In April, Apple reported its best non-holiday quarter ever, reporting profits that neary doubled from the quarter a year earlier, to $3.07 billion, on revenue of $13.50 billion. Highlights included the iPhone, whose 8.75 million units sold grew 131 percent from a year ago. Apple also sold 2.94 million Macintosh PCs, a 33 percent increase, and 10.89 million iPods, a 1 percent dip. Meanwhile, Apple sold $1.69 billion worth of desktops, a respectable increase over the $1.056 billion it sold a year ago. Notebook sales grew from $1.904 billion to $2.276 billion.
Both companies also have businesses that certainly contribute to the bottom line – but how much is the question. Bloomberg recently suggested that the Xbox Live Marketplace contributes $1 billion to Microsoft’s bottom line for its latest fiscal year, and Piper Jaffray analyst Gene Munster calculated that Apple derives an estimated $189 million in profit from the Apple iTunes App Store.

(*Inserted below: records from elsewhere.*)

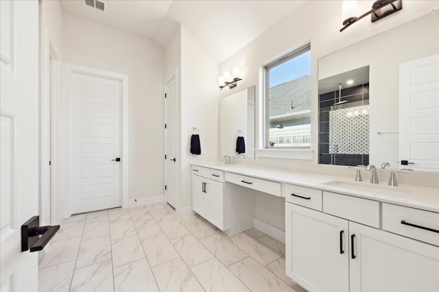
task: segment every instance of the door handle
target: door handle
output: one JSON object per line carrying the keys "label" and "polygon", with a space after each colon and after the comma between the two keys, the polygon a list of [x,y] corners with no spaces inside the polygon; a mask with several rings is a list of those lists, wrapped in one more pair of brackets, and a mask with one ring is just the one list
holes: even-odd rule
{"label": "door handle", "polygon": [[40,226],[40,216],[32,217],[21,226],[21,251],[43,250],[59,229],[59,225]]}
{"label": "door handle", "polygon": [[354,252],[354,239],[355,238],[355,235],[353,234],[351,235],[351,258],[352,259],[355,258],[355,252]]}

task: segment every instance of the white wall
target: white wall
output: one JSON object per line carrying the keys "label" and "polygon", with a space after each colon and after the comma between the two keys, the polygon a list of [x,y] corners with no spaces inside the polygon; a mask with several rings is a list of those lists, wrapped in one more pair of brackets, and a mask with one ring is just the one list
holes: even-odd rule
{"label": "white wall", "polygon": [[[40,20],[42,33],[47,29],[48,38],[56,53],[62,56],[62,10],[58,0],[43,1],[40,3]],[[40,35],[40,37],[43,36]],[[41,40],[41,39],[40,39]]]}
{"label": "white wall", "polygon": [[163,196],[164,51],[152,41],[69,14],[63,36],[63,62],[128,75],[128,198]]}
{"label": "white wall", "polygon": [[[372,2],[372,1],[358,1],[359,12],[363,12],[370,10]],[[222,62],[219,66],[218,75],[222,75],[224,71],[230,70],[235,66],[239,66],[241,68],[243,81],[238,83],[238,86],[235,88],[235,92],[256,85],[257,117],[259,116],[259,118],[256,118],[257,145],[257,142],[259,141],[261,143],[263,140],[262,135],[260,135],[261,125],[263,123],[261,118],[262,99],[260,98],[262,66],[309,41],[311,44],[311,96],[316,97],[311,98],[311,148],[316,150],[313,153],[313,159],[304,161],[258,158],[256,160],[240,159],[239,162],[322,174],[337,173],[338,175],[351,177],[353,179],[354,172],[346,167],[317,164],[318,60],[337,50],[429,13],[432,9],[437,9],[438,7],[439,7],[439,1],[437,1],[405,0],[401,11],[374,23],[370,23],[369,18],[365,18],[340,33],[340,29],[342,28],[343,20],[341,1],[307,1],[278,25]],[[226,42],[226,39],[224,39],[224,41]],[[226,96],[231,93],[230,91],[222,90],[220,92],[220,97]],[[390,172],[388,170],[379,170],[379,177],[381,181],[388,180],[389,175]],[[364,173],[363,176],[368,177],[369,174]],[[438,178],[437,174],[426,175],[425,173],[406,174],[398,178],[400,183],[412,183],[436,187],[439,187]],[[265,200],[259,200],[259,202],[267,204]],[[259,205],[257,201],[255,209],[257,210],[259,208],[263,209],[263,206]],[[281,210],[279,209],[272,211],[271,213],[274,214],[280,211]],[[257,217],[269,222],[273,214],[270,215],[270,212],[265,214],[259,213],[257,214]]]}
{"label": "white wall", "polygon": [[[190,139],[192,127],[200,131],[202,154],[219,155],[217,64],[191,33],[181,27],[181,183],[178,204],[192,206]],[[195,155],[193,155],[195,156]],[[198,155],[197,155],[198,156]]]}

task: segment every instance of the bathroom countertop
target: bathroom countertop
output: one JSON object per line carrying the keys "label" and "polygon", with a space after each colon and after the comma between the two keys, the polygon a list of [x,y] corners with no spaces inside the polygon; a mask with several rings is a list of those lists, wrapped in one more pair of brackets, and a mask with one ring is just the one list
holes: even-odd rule
{"label": "bathroom countertop", "polygon": [[[392,187],[387,185],[387,183],[380,183],[379,185],[376,185],[370,184],[368,181],[355,182],[344,176],[300,172],[242,164],[193,163],[192,165],[439,213],[438,189],[408,185]],[[359,188],[364,185],[365,189],[353,189],[349,187],[336,187],[326,184],[334,181],[355,184]]]}

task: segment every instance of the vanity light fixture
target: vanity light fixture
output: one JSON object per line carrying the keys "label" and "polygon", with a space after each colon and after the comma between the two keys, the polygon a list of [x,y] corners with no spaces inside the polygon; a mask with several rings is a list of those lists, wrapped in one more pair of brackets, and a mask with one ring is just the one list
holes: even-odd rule
{"label": "vanity light fixture", "polygon": [[[344,1],[346,1],[349,0]],[[371,21],[375,23],[401,9],[403,9],[402,0],[377,0],[372,4],[372,9],[370,10],[358,17],[351,16],[346,18],[344,21],[343,21],[343,27],[340,29],[340,32],[369,14],[371,16]]]}
{"label": "vanity light fixture", "polygon": [[240,78],[241,70],[239,67],[233,67],[233,76],[230,77],[230,71],[226,71],[223,73],[223,76],[220,76],[218,78],[218,82],[220,83],[220,89],[222,90],[223,88],[228,87],[229,88],[233,88],[237,85],[237,83],[239,81],[242,80]]}

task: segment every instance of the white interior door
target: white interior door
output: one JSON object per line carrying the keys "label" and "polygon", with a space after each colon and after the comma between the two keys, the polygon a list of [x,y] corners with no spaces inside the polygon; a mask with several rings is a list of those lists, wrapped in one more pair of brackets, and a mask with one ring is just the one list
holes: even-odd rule
{"label": "white interior door", "polygon": [[121,206],[122,82],[69,70],[72,214]]}
{"label": "white interior door", "polygon": [[0,291],[36,291],[38,253],[21,226],[38,215],[38,3],[0,1]]}
{"label": "white interior door", "polygon": [[439,172],[439,55],[399,66],[399,161]]}
{"label": "white interior door", "polygon": [[176,78],[173,77],[166,83],[166,98],[165,98],[166,116],[166,202],[174,208],[177,206],[178,178],[177,178],[177,87]]}

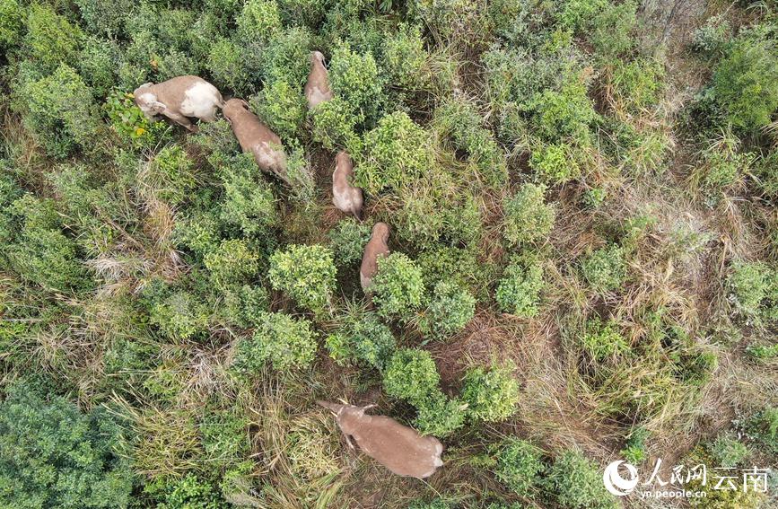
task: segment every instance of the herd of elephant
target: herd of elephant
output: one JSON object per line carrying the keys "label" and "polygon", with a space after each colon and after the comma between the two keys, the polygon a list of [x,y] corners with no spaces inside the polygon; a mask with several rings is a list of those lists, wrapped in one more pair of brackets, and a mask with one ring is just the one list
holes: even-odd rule
{"label": "herd of elephant", "polygon": [[[250,153],[263,171],[290,184],[281,138],[251,112],[244,100],[232,98],[225,101],[216,87],[199,76],[192,75],[177,76],[160,83],[144,83],[135,90],[134,96],[135,104],[149,119],[154,120],[162,115],[193,133],[197,132],[197,126],[191,118],[213,122],[216,119],[216,110],[221,109],[243,152]],[[310,109],[332,99],[324,55],[319,51],[310,53],[305,98]],[[332,202],[338,210],[361,219],[363,192],[352,185],[353,176],[351,156],[345,151],[337,153],[332,173]],[[365,292],[378,271],[379,257],[389,253],[389,225],[376,223],[365,246],[359,271],[360,284]]]}

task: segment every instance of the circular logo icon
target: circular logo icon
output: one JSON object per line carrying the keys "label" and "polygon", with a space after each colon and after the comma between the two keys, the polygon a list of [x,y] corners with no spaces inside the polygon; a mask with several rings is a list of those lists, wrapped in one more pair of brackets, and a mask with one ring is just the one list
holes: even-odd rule
{"label": "circular logo icon", "polygon": [[[629,478],[625,479],[618,473],[618,468],[624,464]],[[602,474],[602,482],[605,484],[605,488],[616,496],[625,496],[632,493],[637,486],[637,469],[629,463],[619,460],[614,461],[605,468],[605,473]]]}

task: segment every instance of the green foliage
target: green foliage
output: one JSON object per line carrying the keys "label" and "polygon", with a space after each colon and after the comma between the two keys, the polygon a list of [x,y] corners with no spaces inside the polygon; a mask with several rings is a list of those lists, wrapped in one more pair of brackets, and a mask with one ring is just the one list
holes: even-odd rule
{"label": "green foliage", "polygon": [[25,127],[47,154],[64,158],[76,147],[92,146],[99,134],[92,92],[70,66],[22,85]]}
{"label": "green foliage", "polygon": [[646,440],[648,440],[649,435],[649,431],[643,427],[632,431],[625,444],[625,447],[619,452],[627,463],[640,465],[648,458]]}
{"label": "green foliage", "polygon": [[311,323],[274,312],[258,321],[253,336],[238,341],[232,365],[238,373],[249,375],[266,364],[284,372],[310,365],[315,355],[316,333]]}
{"label": "green foliage", "polygon": [[336,273],[329,248],[293,244],[270,257],[267,277],[273,288],[318,312],[324,311],[332,298]]}
{"label": "green foliage", "polygon": [[504,312],[523,318],[538,314],[546,284],[543,268],[532,260],[513,260],[503,273],[494,298]]}
{"label": "green foliage", "polygon": [[713,72],[708,96],[725,119],[754,131],[770,123],[778,108],[778,57],[772,42],[737,40]]}
{"label": "green foliage", "polygon": [[329,83],[333,92],[369,124],[378,119],[384,100],[383,83],[372,54],[354,51],[348,43],[336,47],[329,65]]}
{"label": "green foliage", "polygon": [[532,443],[509,438],[494,452],[494,475],[520,496],[532,497],[544,470],[542,452]]}
{"label": "green foliage", "polygon": [[545,186],[524,184],[514,196],[504,199],[503,235],[511,245],[543,240],[551,232],[555,212],[546,203],[545,191]]}
{"label": "green foliage", "polygon": [[32,4],[28,9],[22,44],[39,73],[48,74],[62,65],[74,65],[83,38],[81,30],[52,7]]}
{"label": "green foliage", "polygon": [[573,157],[573,148],[564,143],[546,145],[534,151],[529,165],[541,180],[552,185],[564,184],[581,175],[581,168]]}
{"label": "green foliage", "polygon": [[224,199],[220,217],[244,235],[267,233],[278,224],[276,198],[250,154],[234,156],[222,169]]}
{"label": "green foliage", "polygon": [[144,182],[156,195],[170,205],[179,205],[189,197],[197,185],[195,162],[179,145],[162,148],[147,166]]}
{"label": "green foliage", "polygon": [[378,259],[371,291],[379,314],[409,320],[422,304],[424,290],[422,271],[406,255],[390,253]]}
{"label": "green foliage", "polygon": [[132,472],[118,425],[101,408],[82,414],[26,382],[0,403],[0,504],[5,507],[125,507]]}
{"label": "green foliage", "polygon": [[211,273],[217,287],[243,283],[254,277],[259,270],[259,257],[245,241],[231,239],[222,241],[215,250],[203,258],[203,264]]}
{"label": "green foliage", "polygon": [[434,338],[460,331],[476,314],[476,299],[459,285],[440,281],[433,290],[426,311],[419,317],[419,329]]}
{"label": "green foliage", "polygon": [[267,41],[281,30],[281,14],[275,0],[249,0],[236,20],[241,41]]}
{"label": "green foliage", "polygon": [[598,362],[621,356],[630,351],[629,344],[616,320],[603,322],[599,317],[587,320],[581,343],[590,357]]}
{"label": "green foliage", "polygon": [[468,371],[462,386],[462,400],[468,404],[471,420],[500,422],[516,411],[519,382],[511,363],[493,364],[486,370],[477,366]]}
{"label": "green foliage", "polygon": [[748,447],[732,434],[722,434],[708,446],[708,449],[715,461],[715,464],[721,468],[731,469],[742,465],[751,453]]}
{"label": "green foliage", "polygon": [[402,348],[394,353],[383,373],[387,394],[424,407],[439,392],[435,362],[425,350]]}
{"label": "green foliage", "polygon": [[259,118],[282,139],[301,135],[308,105],[299,87],[277,80],[266,84],[250,103]]}
{"label": "green foliage", "polygon": [[581,452],[563,452],[548,467],[543,481],[562,507],[569,509],[614,509],[616,501],[602,484],[600,469]]}
{"label": "green foliage", "polygon": [[356,135],[363,117],[354,112],[345,100],[334,97],[319,103],[310,112],[313,119],[311,137],[328,150],[347,149],[354,156],[361,150],[362,140]]}
{"label": "green foliage", "polygon": [[626,279],[624,250],[612,244],[590,252],[581,260],[581,272],[595,292],[616,290]]}
{"label": "green foliage", "polygon": [[376,195],[402,189],[427,171],[432,162],[429,135],[406,113],[381,118],[364,136],[364,153],[356,160],[354,184]]}
{"label": "green foliage", "polygon": [[353,217],[338,221],[328,233],[336,262],[339,266],[348,266],[361,260],[371,231],[369,224],[359,223]]}
{"label": "green foliage", "polygon": [[16,0],[0,0],[0,48],[18,44],[24,30],[24,10]]}

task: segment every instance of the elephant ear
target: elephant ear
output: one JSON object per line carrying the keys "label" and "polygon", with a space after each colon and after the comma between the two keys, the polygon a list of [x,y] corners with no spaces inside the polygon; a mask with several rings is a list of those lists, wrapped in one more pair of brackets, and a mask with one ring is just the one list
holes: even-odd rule
{"label": "elephant ear", "polygon": [[165,110],[168,109],[167,106],[165,106],[159,101],[152,101],[151,102],[149,102],[149,107],[152,109],[155,115],[161,115],[165,112]]}

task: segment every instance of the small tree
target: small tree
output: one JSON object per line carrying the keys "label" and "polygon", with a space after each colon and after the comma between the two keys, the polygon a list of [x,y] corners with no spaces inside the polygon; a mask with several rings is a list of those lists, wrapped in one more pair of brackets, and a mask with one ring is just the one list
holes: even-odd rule
{"label": "small tree", "polygon": [[422,271],[406,255],[391,253],[379,259],[371,286],[379,314],[409,320],[422,303],[424,289]]}
{"label": "small tree", "polygon": [[300,305],[319,312],[332,297],[337,269],[332,251],[324,246],[291,245],[270,257],[267,276]]}

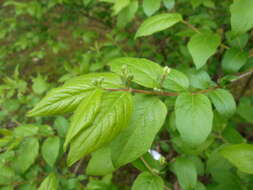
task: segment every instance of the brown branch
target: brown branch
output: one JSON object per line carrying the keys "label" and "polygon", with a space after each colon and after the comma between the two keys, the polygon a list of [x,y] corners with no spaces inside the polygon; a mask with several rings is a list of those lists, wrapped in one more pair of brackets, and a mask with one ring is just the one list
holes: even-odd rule
{"label": "brown branch", "polygon": [[[237,79],[231,80],[231,83],[234,83],[244,77],[247,77],[249,75],[253,74],[253,70],[247,71],[245,73],[242,73],[241,75],[238,76]],[[231,84],[230,83],[230,84]],[[196,92],[192,92],[192,94],[204,94],[211,92],[213,90],[216,90],[218,88],[221,88],[219,85],[204,89],[204,90],[199,90]],[[106,88],[105,90],[107,91],[124,91],[124,92],[134,92],[134,93],[141,93],[141,94],[147,94],[147,95],[158,95],[158,96],[178,96],[179,93],[176,92],[164,92],[164,91],[151,91],[151,90],[140,90],[140,89],[134,89],[134,88]]]}

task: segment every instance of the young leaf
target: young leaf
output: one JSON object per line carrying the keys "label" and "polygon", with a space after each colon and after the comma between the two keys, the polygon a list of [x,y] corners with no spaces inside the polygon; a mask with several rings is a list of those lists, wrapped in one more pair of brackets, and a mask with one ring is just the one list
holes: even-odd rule
{"label": "young leaf", "polygon": [[175,0],[163,0],[163,4],[167,9],[171,10],[175,6]]}
{"label": "young leaf", "polygon": [[143,172],[134,181],[131,190],[163,190],[164,182],[160,176],[155,176],[149,172]]}
{"label": "young leaf", "polygon": [[109,63],[111,70],[121,73],[123,66],[127,66],[130,74],[133,75],[133,81],[147,88],[159,86],[159,78],[163,74],[160,65],[153,61],[142,58],[122,57],[112,60]]}
{"label": "young leaf", "polygon": [[189,79],[184,73],[171,69],[162,86],[176,92],[185,91],[189,87]]}
{"label": "young leaf", "polygon": [[208,93],[217,111],[225,117],[231,117],[236,111],[236,103],[231,93],[224,89],[216,89]]}
{"label": "young leaf", "polygon": [[81,101],[71,120],[70,128],[68,129],[64,143],[64,149],[67,148],[67,145],[78,133],[90,127],[99,111],[102,95],[103,91],[101,89],[95,89],[87,98]]}
{"label": "young leaf", "polygon": [[242,172],[253,174],[253,145],[228,145],[220,153]]}
{"label": "young leaf", "polygon": [[59,137],[48,137],[42,144],[42,157],[51,167],[57,160],[60,150],[60,138]]}
{"label": "young leaf", "polygon": [[195,189],[197,185],[197,169],[194,162],[185,157],[176,158],[172,165],[182,189]]}
{"label": "young leaf", "polygon": [[241,99],[237,112],[243,119],[253,124],[253,106],[250,101]]}
{"label": "young leaf", "polygon": [[98,79],[103,80],[103,88],[121,86],[120,77],[113,73],[91,73],[76,77],[62,87],[49,91],[46,97],[28,112],[28,116],[47,116],[72,112],[81,100],[96,88],[92,83]]}
{"label": "young leaf", "polygon": [[247,32],[253,27],[253,1],[236,0],[230,6],[232,31],[236,34]]}
{"label": "young leaf", "polygon": [[51,173],[47,176],[38,190],[58,190],[58,179],[55,174]]}
{"label": "young leaf", "polygon": [[108,146],[92,155],[87,169],[89,174],[105,175],[113,172],[150,149],[166,118],[166,106],[158,98],[135,95],[133,107],[129,127]]}
{"label": "young leaf", "polygon": [[113,13],[117,15],[122,9],[127,7],[130,0],[116,0],[113,6]]}
{"label": "young leaf", "polygon": [[131,3],[119,13],[117,17],[117,27],[124,28],[131,20],[133,20],[138,7],[139,2],[137,0],[131,1]]}
{"label": "young leaf", "polygon": [[177,97],[175,109],[176,127],[182,139],[191,145],[203,143],[212,129],[213,112],[209,99],[203,94],[184,93]]}
{"label": "young leaf", "polygon": [[156,11],[159,10],[161,6],[161,0],[144,0],[143,1],[143,10],[147,16],[153,15]]}
{"label": "young leaf", "polygon": [[136,95],[129,127],[111,143],[113,164],[118,168],[145,154],[166,115],[166,106],[158,98]]}
{"label": "young leaf", "polygon": [[13,136],[16,138],[24,138],[29,136],[35,136],[39,132],[39,128],[36,125],[21,125],[13,130]]}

Both services, however, complement and support existing businesses: Microsoft’s Xbox game console, and Apple’s iOS hardware devices.
The question is whether or not Apple will continue to defy but exceed expectations, generating revenue that is above and beyond Wall Street predictions.
“Just last quarter, Apple not only beat revenue estimates by over $1 billion, but it annihilated EPS estimates by reporting $0.88 above the $2.45 consensus – a 36% beat,” Fortune noted, in its earlier analysis of the two upcoming earnings reports. “In fact, Apple has regularly beaten consensus estimates by well over 35% each quarter over the past year.”
Fortune also noted that Apple will be hard pressed to surpass Microsoft in net income, due to Microsoft’s high operating margin.